The next question comes quickly. “Will you plead guilty or not guilty?”

“I plan to plead guilty. I take ownership of what I did.”

“What is the impact of the charges on next season?” a voice asks.

“That remains to be seen. I won’t find out until after the arraignment what my punishment is for violating the personal conduct clause, and the Aces will determine my fate after that.”

“Will you be at training camp?”

“Yes.” That’s one answer I know without a doubt…provided they don’t cut me before then.

“What is your message to fans?” I recognize the voice of Jolene Bailey, a local sports reporter who has been an Aces supporter since I’ve been here.

“I’m grateful for the support, and I promise to do better. I will think through my actions and all their potential consequences moving forward.” I don’t say how stupid I think this entire thing is. If the asshole would’ve just given her the ball back, we wouldn’t even be here.

But he didn’t, and I reacted poorly, and here we are.

“Is it true you got married over the weekend?” a female voice asks.

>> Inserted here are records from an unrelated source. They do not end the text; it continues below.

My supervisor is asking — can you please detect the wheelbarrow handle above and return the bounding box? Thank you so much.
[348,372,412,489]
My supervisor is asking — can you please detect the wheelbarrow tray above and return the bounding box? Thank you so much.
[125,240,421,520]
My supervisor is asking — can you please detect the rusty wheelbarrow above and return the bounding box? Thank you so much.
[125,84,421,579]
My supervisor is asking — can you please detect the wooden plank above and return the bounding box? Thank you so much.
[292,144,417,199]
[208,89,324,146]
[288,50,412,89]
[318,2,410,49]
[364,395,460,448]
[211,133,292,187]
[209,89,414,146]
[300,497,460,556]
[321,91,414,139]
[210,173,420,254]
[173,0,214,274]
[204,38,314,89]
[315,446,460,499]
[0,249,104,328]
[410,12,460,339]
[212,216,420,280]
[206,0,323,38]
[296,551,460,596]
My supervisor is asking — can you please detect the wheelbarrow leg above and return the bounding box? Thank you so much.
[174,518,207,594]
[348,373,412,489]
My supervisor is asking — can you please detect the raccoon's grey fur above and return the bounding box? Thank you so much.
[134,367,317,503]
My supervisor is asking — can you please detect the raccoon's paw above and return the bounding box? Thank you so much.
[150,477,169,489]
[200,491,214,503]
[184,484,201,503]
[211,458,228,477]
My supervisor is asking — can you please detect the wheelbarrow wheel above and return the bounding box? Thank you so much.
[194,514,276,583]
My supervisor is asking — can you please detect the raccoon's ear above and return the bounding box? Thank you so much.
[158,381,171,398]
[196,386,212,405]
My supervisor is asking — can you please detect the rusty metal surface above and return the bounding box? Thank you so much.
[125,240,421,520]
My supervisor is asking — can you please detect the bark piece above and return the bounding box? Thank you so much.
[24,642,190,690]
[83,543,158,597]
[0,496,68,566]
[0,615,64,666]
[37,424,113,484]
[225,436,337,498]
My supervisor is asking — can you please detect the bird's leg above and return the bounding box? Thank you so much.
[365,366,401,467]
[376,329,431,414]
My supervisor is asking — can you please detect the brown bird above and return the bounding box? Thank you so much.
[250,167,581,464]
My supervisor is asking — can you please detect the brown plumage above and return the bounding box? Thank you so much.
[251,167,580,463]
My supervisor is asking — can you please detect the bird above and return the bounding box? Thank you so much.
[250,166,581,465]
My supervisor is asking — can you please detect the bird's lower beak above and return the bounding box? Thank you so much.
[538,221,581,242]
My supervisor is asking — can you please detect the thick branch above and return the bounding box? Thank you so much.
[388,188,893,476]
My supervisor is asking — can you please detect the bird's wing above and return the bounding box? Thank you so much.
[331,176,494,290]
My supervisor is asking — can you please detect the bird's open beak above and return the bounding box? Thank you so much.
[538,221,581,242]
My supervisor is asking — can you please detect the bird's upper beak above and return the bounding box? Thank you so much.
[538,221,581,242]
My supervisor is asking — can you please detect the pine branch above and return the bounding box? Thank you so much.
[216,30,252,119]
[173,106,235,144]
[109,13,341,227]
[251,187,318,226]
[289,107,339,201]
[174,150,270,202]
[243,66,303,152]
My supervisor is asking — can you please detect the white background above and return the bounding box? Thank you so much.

This has nothing to do with the charges.

“Yes, that’s true,” I admit.

“Is it true you got married because you knew these charges were coming and you were trying to protect your daughter?” the same voice presses.

I want to shout no, that’s not why but I find I can’t. I’ve always been a bad liar, and Ellie just coached me on being honest before we walked into this conference.

Thankfully, Ellie shouts out from the crowd before I get the chance to say anything. “That is unrelated to the reason we’re here for this press conference.”

I’m grateful for her running interference, but it doesn’t change the fact that the question was asked and now it’s in everybody’s head.

Everybody’s wondering the same thing.

It’s public now, and it could easily get back to the Callahans, which could hurt my case for keeping Harper.

I wish I could’ve seen who asked the question…and I wish I knew how she knows what happened. We didn’t tell anybody .

That line of questioning has the potential to damage my reputation more than the arrest did.

I use the awkward silence as my transition to get the hell out of here. “Thank you for your time today and for letting me tell my side of the story. I look forward to the upcoming season and working hard to earn a starting position.”

I get up from the chair where I sat as they grilled me, thankful it’s over, and then I exit the room and practically run toward the locker room just to get away from the prying eyes.

The locker room is empty, and I collapse onto a bench and hang my head as I contemplate everything that just went down.

I pull out my phone and check the live broadcast to see what people are saying.

I always knew that kid was a punk.

Trade him! We don’t need criminals on our team!

I love Travis!

He’s so hot.

It seems the crowd is split fifty-fifty.

I should know better than to read the comments on anything about me. The negative ones always seem to speak louder than the positive, and people are already calling for my trade. I wonder if Calvin will listen.

I know Victoria is in good hands with Ellie, but I also know I shouldn’t have ditched her. I give the press a few minutes to clear out, and then I head back toward the lobby to meet her.

She’s standing with Ellie, and they’re talking quietly as I approach. “Sorry. I just didn’t want to hang around while the press left.”

“Understood,” Ellie says with a smile, but Victoria still looks jittery and nervous…and maybe even a little mad at me.

Well, she’s not the only one.

Half of Aces Nation seems to be Team Anti-Travis. I just have to figure out how to fix this.